Prince Rupert’s Cruise Ship Task Force showed up en masse Monday evening to give City Council a mid-season update.
Seven representatives from the group took turns outlining initiatives that have been taken in the community to try and revitalize the onshore experience for individual passengers not booked for any excursions or tours.
Much was initiated after Norwegian Cruise Lines confirmed it would not be returning to Prince Rupert as a port of call in 2012. That news came just before Christmas and the task force met in early January.
According to Prince Rupert Port Authority President of Marketing and Business Development Andrew Hamilton, 26 action items were identified by the task force as critical for cruise in Prince Rupert. Of those, 24 have already been implemented.
They’ve included developing way finding signage, telling the story of Prince Rupert involving more of the community’s citizens, a scavenger-hunt stamping program, and increasing market awareness on the vessel.

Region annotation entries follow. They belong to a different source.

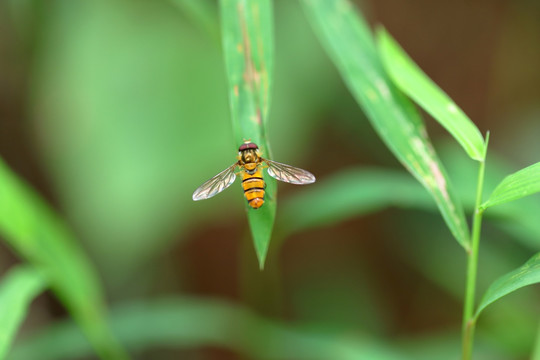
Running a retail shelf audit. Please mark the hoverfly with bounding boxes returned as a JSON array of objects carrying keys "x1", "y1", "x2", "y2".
[{"x1": 193, "y1": 140, "x2": 315, "y2": 209}]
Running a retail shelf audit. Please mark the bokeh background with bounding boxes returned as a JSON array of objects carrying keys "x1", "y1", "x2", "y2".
[{"x1": 0, "y1": 0, "x2": 540, "y2": 359}]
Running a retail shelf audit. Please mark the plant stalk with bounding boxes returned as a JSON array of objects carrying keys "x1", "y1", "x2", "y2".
[{"x1": 462, "y1": 157, "x2": 485, "y2": 360}]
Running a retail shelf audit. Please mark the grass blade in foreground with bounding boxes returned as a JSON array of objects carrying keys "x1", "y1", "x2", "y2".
[
  {"x1": 482, "y1": 163, "x2": 540, "y2": 209},
  {"x1": 0, "y1": 159, "x2": 126, "y2": 359},
  {"x1": 0, "y1": 266, "x2": 47, "y2": 359},
  {"x1": 377, "y1": 29, "x2": 485, "y2": 161},
  {"x1": 12, "y1": 298, "x2": 409, "y2": 360},
  {"x1": 303, "y1": 0, "x2": 470, "y2": 249},
  {"x1": 531, "y1": 323, "x2": 540, "y2": 360},
  {"x1": 475, "y1": 253, "x2": 540, "y2": 318},
  {"x1": 220, "y1": 0, "x2": 277, "y2": 269}
]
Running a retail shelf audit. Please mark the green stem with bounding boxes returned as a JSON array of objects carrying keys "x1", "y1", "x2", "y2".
[{"x1": 462, "y1": 160, "x2": 485, "y2": 360}]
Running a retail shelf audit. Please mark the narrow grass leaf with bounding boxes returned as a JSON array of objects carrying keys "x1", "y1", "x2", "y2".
[
  {"x1": 0, "y1": 266, "x2": 47, "y2": 359},
  {"x1": 0, "y1": 159, "x2": 125, "y2": 359},
  {"x1": 475, "y1": 253, "x2": 540, "y2": 318},
  {"x1": 482, "y1": 162, "x2": 540, "y2": 209},
  {"x1": 11, "y1": 297, "x2": 408, "y2": 360},
  {"x1": 377, "y1": 29, "x2": 485, "y2": 161},
  {"x1": 170, "y1": 0, "x2": 219, "y2": 40},
  {"x1": 220, "y1": 0, "x2": 277, "y2": 269},
  {"x1": 277, "y1": 168, "x2": 435, "y2": 236},
  {"x1": 302, "y1": 0, "x2": 469, "y2": 249},
  {"x1": 531, "y1": 323, "x2": 540, "y2": 360}
]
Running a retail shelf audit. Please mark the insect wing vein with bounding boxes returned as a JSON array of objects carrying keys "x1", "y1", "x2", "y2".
[
  {"x1": 193, "y1": 163, "x2": 237, "y2": 201},
  {"x1": 264, "y1": 159, "x2": 315, "y2": 185}
]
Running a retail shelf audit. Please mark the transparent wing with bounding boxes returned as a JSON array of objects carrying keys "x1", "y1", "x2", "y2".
[
  {"x1": 193, "y1": 163, "x2": 238, "y2": 201},
  {"x1": 264, "y1": 159, "x2": 315, "y2": 185}
]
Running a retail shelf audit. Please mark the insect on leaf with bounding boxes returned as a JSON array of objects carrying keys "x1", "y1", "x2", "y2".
[
  {"x1": 482, "y1": 162, "x2": 540, "y2": 209},
  {"x1": 377, "y1": 29, "x2": 485, "y2": 161},
  {"x1": 0, "y1": 266, "x2": 47, "y2": 359},
  {"x1": 220, "y1": 0, "x2": 277, "y2": 269},
  {"x1": 303, "y1": 0, "x2": 469, "y2": 249},
  {"x1": 475, "y1": 253, "x2": 540, "y2": 318},
  {"x1": 0, "y1": 159, "x2": 125, "y2": 359}
]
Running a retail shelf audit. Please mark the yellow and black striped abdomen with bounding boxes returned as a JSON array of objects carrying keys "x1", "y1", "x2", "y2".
[{"x1": 242, "y1": 168, "x2": 265, "y2": 209}]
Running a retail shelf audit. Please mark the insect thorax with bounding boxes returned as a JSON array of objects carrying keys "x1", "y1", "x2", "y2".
[{"x1": 238, "y1": 149, "x2": 261, "y2": 170}]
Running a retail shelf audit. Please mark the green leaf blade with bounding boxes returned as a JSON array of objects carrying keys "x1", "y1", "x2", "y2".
[
  {"x1": 303, "y1": 0, "x2": 469, "y2": 249},
  {"x1": 278, "y1": 168, "x2": 434, "y2": 236},
  {"x1": 12, "y1": 297, "x2": 410, "y2": 360},
  {"x1": 482, "y1": 162, "x2": 540, "y2": 209},
  {"x1": 377, "y1": 29, "x2": 485, "y2": 161},
  {"x1": 0, "y1": 159, "x2": 127, "y2": 359},
  {"x1": 220, "y1": 0, "x2": 277, "y2": 269},
  {"x1": 475, "y1": 253, "x2": 540, "y2": 318},
  {"x1": 0, "y1": 266, "x2": 47, "y2": 359}
]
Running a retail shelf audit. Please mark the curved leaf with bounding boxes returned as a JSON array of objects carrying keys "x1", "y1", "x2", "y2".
[
  {"x1": 220, "y1": 0, "x2": 277, "y2": 269},
  {"x1": 377, "y1": 29, "x2": 485, "y2": 161},
  {"x1": 482, "y1": 162, "x2": 540, "y2": 209},
  {"x1": 0, "y1": 266, "x2": 47, "y2": 359},
  {"x1": 475, "y1": 253, "x2": 540, "y2": 318},
  {"x1": 11, "y1": 297, "x2": 407, "y2": 360},
  {"x1": 0, "y1": 159, "x2": 125, "y2": 359},
  {"x1": 303, "y1": 0, "x2": 469, "y2": 249}
]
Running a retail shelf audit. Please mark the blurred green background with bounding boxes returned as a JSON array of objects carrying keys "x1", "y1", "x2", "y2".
[{"x1": 0, "y1": 0, "x2": 540, "y2": 359}]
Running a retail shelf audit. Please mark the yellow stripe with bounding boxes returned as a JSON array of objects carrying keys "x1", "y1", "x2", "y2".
[
  {"x1": 245, "y1": 190, "x2": 264, "y2": 201},
  {"x1": 242, "y1": 179, "x2": 264, "y2": 191}
]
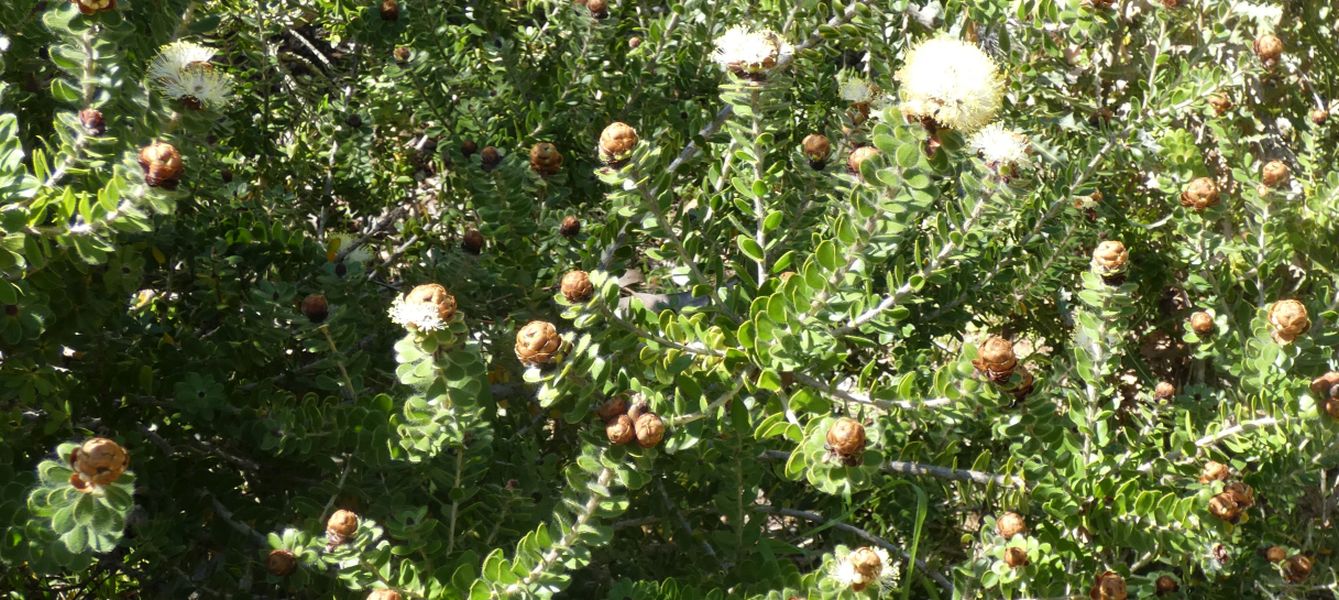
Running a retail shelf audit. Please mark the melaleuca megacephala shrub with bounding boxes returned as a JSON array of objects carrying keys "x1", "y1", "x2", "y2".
[{"x1": 0, "y1": 0, "x2": 1339, "y2": 600}]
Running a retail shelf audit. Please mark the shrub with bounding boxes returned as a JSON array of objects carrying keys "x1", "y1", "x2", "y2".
[{"x1": 0, "y1": 0, "x2": 1339, "y2": 600}]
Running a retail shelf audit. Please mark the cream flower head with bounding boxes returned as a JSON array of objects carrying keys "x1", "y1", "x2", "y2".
[
  {"x1": 971, "y1": 123, "x2": 1032, "y2": 169},
  {"x1": 390, "y1": 295, "x2": 446, "y2": 331},
  {"x1": 897, "y1": 36, "x2": 1004, "y2": 133},
  {"x1": 711, "y1": 27, "x2": 794, "y2": 76}
]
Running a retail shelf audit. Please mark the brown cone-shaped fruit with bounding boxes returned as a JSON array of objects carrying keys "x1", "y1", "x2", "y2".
[
  {"x1": 461, "y1": 229, "x2": 483, "y2": 254},
  {"x1": 828, "y1": 417, "x2": 865, "y2": 458},
  {"x1": 972, "y1": 335, "x2": 1018, "y2": 383},
  {"x1": 404, "y1": 284, "x2": 457, "y2": 321},
  {"x1": 1283, "y1": 554, "x2": 1311, "y2": 584},
  {"x1": 799, "y1": 134, "x2": 833, "y2": 170},
  {"x1": 995, "y1": 510, "x2": 1027, "y2": 540},
  {"x1": 1181, "y1": 177, "x2": 1218, "y2": 212},
  {"x1": 558, "y1": 271, "x2": 595, "y2": 303},
  {"x1": 600, "y1": 121, "x2": 637, "y2": 163},
  {"x1": 479, "y1": 146, "x2": 502, "y2": 171},
  {"x1": 1255, "y1": 33, "x2": 1283, "y2": 66},
  {"x1": 604, "y1": 415, "x2": 637, "y2": 446},
  {"x1": 516, "y1": 321, "x2": 564, "y2": 367},
  {"x1": 1200, "y1": 461, "x2": 1232, "y2": 483},
  {"x1": 530, "y1": 142, "x2": 562, "y2": 177},
  {"x1": 139, "y1": 142, "x2": 185, "y2": 190},
  {"x1": 846, "y1": 146, "x2": 878, "y2": 177},
  {"x1": 1089, "y1": 571, "x2": 1129, "y2": 600},
  {"x1": 79, "y1": 108, "x2": 107, "y2": 137},
  {"x1": 70, "y1": 438, "x2": 130, "y2": 485},
  {"x1": 325, "y1": 509, "x2": 358, "y2": 545},
  {"x1": 265, "y1": 550, "x2": 297, "y2": 577},
  {"x1": 1269, "y1": 300, "x2": 1311, "y2": 344},
  {"x1": 1093, "y1": 240, "x2": 1130, "y2": 277},
  {"x1": 1209, "y1": 492, "x2": 1241, "y2": 522},
  {"x1": 558, "y1": 214, "x2": 581, "y2": 237},
  {"x1": 1190, "y1": 311, "x2": 1214, "y2": 336},
  {"x1": 635, "y1": 413, "x2": 665, "y2": 447}
]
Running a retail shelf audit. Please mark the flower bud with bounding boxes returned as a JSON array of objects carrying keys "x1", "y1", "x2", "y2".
[
  {"x1": 846, "y1": 146, "x2": 878, "y2": 177},
  {"x1": 995, "y1": 510, "x2": 1027, "y2": 540},
  {"x1": 828, "y1": 417, "x2": 865, "y2": 466},
  {"x1": 972, "y1": 336, "x2": 1018, "y2": 383},
  {"x1": 530, "y1": 142, "x2": 562, "y2": 177},
  {"x1": 1283, "y1": 554, "x2": 1311, "y2": 584},
  {"x1": 560, "y1": 271, "x2": 595, "y2": 303},
  {"x1": 139, "y1": 142, "x2": 185, "y2": 190},
  {"x1": 1181, "y1": 177, "x2": 1218, "y2": 213},
  {"x1": 1089, "y1": 571, "x2": 1129, "y2": 600},
  {"x1": 301, "y1": 293, "x2": 329, "y2": 323},
  {"x1": 595, "y1": 394, "x2": 628, "y2": 421},
  {"x1": 600, "y1": 121, "x2": 637, "y2": 165},
  {"x1": 325, "y1": 509, "x2": 358, "y2": 546},
  {"x1": 70, "y1": 438, "x2": 130, "y2": 492},
  {"x1": 1200, "y1": 461, "x2": 1232, "y2": 483},
  {"x1": 1190, "y1": 311, "x2": 1214, "y2": 336},
  {"x1": 70, "y1": 0, "x2": 116, "y2": 15},
  {"x1": 1269, "y1": 300, "x2": 1311, "y2": 344},
  {"x1": 79, "y1": 108, "x2": 107, "y2": 137},
  {"x1": 265, "y1": 550, "x2": 297, "y2": 577},
  {"x1": 604, "y1": 415, "x2": 637, "y2": 446},
  {"x1": 479, "y1": 146, "x2": 502, "y2": 171},
  {"x1": 516, "y1": 321, "x2": 564, "y2": 367},
  {"x1": 636, "y1": 413, "x2": 665, "y2": 447},
  {"x1": 1093, "y1": 240, "x2": 1130, "y2": 279},
  {"x1": 1209, "y1": 492, "x2": 1241, "y2": 522},
  {"x1": 1260, "y1": 161, "x2": 1288, "y2": 188},
  {"x1": 558, "y1": 214, "x2": 581, "y2": 237},
  {"x1": 404, "y1": 284, "x2": 457, "y2": 321},
  {"x1": 1255, "y1": 33, "x2": 1283, "y2": 67},
  {"x1": 799, "y1": 134, "x2": 833, "y2": 171},
  {"x1": 461, "y1": 229, "x2": 483, "y2": 254}
]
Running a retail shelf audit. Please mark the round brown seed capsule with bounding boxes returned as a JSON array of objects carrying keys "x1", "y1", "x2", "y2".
[
  {"x1": 1089, "y1": 571, "x2": 1129, "y2": 600},
  {"x1": 635, "y1": 413, "x2": 665, "y2": 447},
  {"x1": 604, "y1": 415, "x2": 637, "y2": 446},
  {"x1": 558, "y1": 214, "x2": 581, "y2": 237},
  {"x1": 1269, "y1": 300, "x2": 1311, "y2": 343},
  {"x1": 301, "y1": 293, "x2": 329, "y2": 323},
  {"x1": 265, "y1": 549, "x2": 297, "y2": 577},
  {"x1": 828, "y1": 417, "x2": 865, "y2": 458},
  {"x1": 139, "y1": 142, "x2": 185, "y2": 190},
  {"x1": 995, "y1": 510, "x2": 1027, "y2": 540},
  {"x1": 558, "y1": 271, "x2": 595, "y2": 303}
]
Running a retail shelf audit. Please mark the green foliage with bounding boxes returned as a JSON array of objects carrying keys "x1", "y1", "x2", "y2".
[{"x1": 0, "y1": 0, "x2": 1339, "y2": 600}]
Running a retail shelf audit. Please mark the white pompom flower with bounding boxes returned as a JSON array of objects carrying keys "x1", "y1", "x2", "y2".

“The first of our successes was a cruise visitor guide. It’s a way to tell the story of Prince Rupert. It’s a 20-page guide that is distributed to the cruise passengers before they arrive in Prince Rupert to give them an insight into the community,” Hamilton said.
Phil Westoby, Cruise Development Coordinator for the PRPA, said being able to deploy a guide on board is unprecedented in the Alaska cruise theatre.
“Normally such guides are dependent upon a large amount of advertising content, but the creation of a design with which we were able to collaborate with the cruise line allowed us to bring it on board. Normally that would be prohibited,” Westoby said.
Westoby also told council some tour providers have seen an increase in sales from 20 to 100 percent, especially tours offering soft adventure and wildlife viewing.
Treena Decker from Community Futures of the Pacific Northwest described changes that have been made to the Ambassador program.
“It was decided to move it to more of a volunteer organization rather than one being held by one organization in the community. So far we’ve been able to start that process. It’s in transition, with more volunteers coming on board all the time,” Decker said.
In addition to ambassadors, the program has added interpreters, people who have a little more knowledge of certain industries or sectors of the Prince Rupert to tell their story and engage the passengers in their experience.
“We have people that were involved with the fishing industry or heritage. Part of the problem has been finding people that can volunteer their time to come out on a regular basis,” Decker said.
Along with Rudy Kelly, Decker has organized a street performer busker program that has attracted 25 performers.
“We have everyone from violinists to trombone trios to woodwind quartets to Colleen at Pillsbury House who does an excellent Edith Piaf. I do a living statue down at the waterfront. Locals are also coming down and engaging with the performers, which is something we didn’t anticipate,” Decker said.
Michael Gurney, PRPA’s new manager of corporate communications, told council his task has been to oversee social media and new media’s role in the overall strategy.
“To enable this we’ve been providing free wifi connection for cruise ship passengers on Thursday evenings to allow them to connect to their social networks and get their stories out,” said Gurney.
In addition, he has enlisted the help of a dozen local high school students who are using their social networks to engage with passengers to solicit video testimonies.
“This has been a tremendous success. The enthusiasm of these students cannot be understated and their knowledge of the technology is without parallel. They are an inspiration, I believe, to the rest of the volunteers,” Gurney said.
Stories of Prince Rupert are popping up on Facebook, foursquare, Youtube, and other social media networking sites and last week the students initiated a walking tour which is student led and student researched.
“Through that they can also document guest reactions to the city and their experience on shore and share some of their particular knowledge about their hometown,” Gurney explained.
In addition, exit surveys are done each week that will be filed into a report at the end of the season.
Aside from volunteer initiatives, businesses in Cow Bay and the downtown have teamed up with the Chamber of Commerce and Tourism Prince Rupert to put together a coupon book focusing on Canadian made products.
“These are handed out to the passengers when they disembark,” said John Farrell, Manager of Community Futures.
According to Farrell the goal at the beginning was to try to drive the cruise passengers through Cow Bay, up Third Avenue, down Second to the waterfront.
“I think on that point alone we got full marks and part of that experience is due to the buskers program, the ambassadors and the stamping program, which I don’t think any of us realized would be so successful. Not only with the kids and adults that are on the cruise ship, but with the merchants. A day doesn’t go by without a merchant saying how do I get involved with that stamping program?” Farrell said, adding it brings people into stores, but it also helps tell the story of Prince Rupert.
Councillor Joy Thorkelson asked how the success of 2011 can be translated to try and attracting cruise lines to Prince Rupert.
“It’s an opportunity for us to be able to market what we’ve done in 2011 for passenger experience in Prince Rupert. We’re in a critical window now because we’ll meet with cruise lines between September and March to put together a solid product for the future,” Hamilton said.